From: "Derrick Stolee via GitGitGadget" <gitgitgadget@gmail.com>
To: git@vger.kernel.org
Cc: Jonathan Tan <jonathantanmy@google.com>,
Taylor Blau <me@ttaylorr.com>,
Derrick Stolee <derrickstolee@github.com>,
Derrick Stolee <dstolee@microsoft.com>
Subject: [PATCH] clone: --filter=tree:0 implies fetch.recurseSubmodules=no
Date: Fri, 20 Nov 2020 20:36:26 +0000 [thread overview]
Message-ID: <pull.797.git.1605904586929.gitgitgadget@gmail.com> (raw)
From: Derrick Stolee <dstolee@microsoft.com>
The partial clone feature has several modes, but only a few are quick
for a server to process using reachability bitmaps:
* Blobless: --filter=blob:none downloads all commits and trees and
fetches necessary blobs on-demand.
* Treeless: --filter=tree:0 downloads all commits and fetches necessary
trees and blobs on demand.
This treeles mode is most similar to a shallow clone in the total size
(it only adds the commit objects for the full history).
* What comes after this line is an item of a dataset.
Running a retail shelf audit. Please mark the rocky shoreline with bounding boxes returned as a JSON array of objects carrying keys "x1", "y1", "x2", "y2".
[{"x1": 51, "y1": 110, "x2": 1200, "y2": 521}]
This makes
treeless clones an interesting replacement for shallow clones. A user
can run more commands in a treeless clone than in a shallow clone,
especially 'git log' (no pathspec).
In particular, servers can still serve 'git fetch' requests quickly by
calculating the difference between commit wants and haves using bitmaps.
I was testing this feature with this in mind, and I knew that some trees
would be downloaded multiple times when checking out a new branch, but I
did not expect to discover a significant issue with 'git fetch', at
least in repostiories with submodules.
I was testing these commands:
$ git clone --filter=tree:0 --single-branch --branch=master \
https://github.com/git/git
$ git -C git fetch origin "+refs/heads/*:refs/remotes/origin/*"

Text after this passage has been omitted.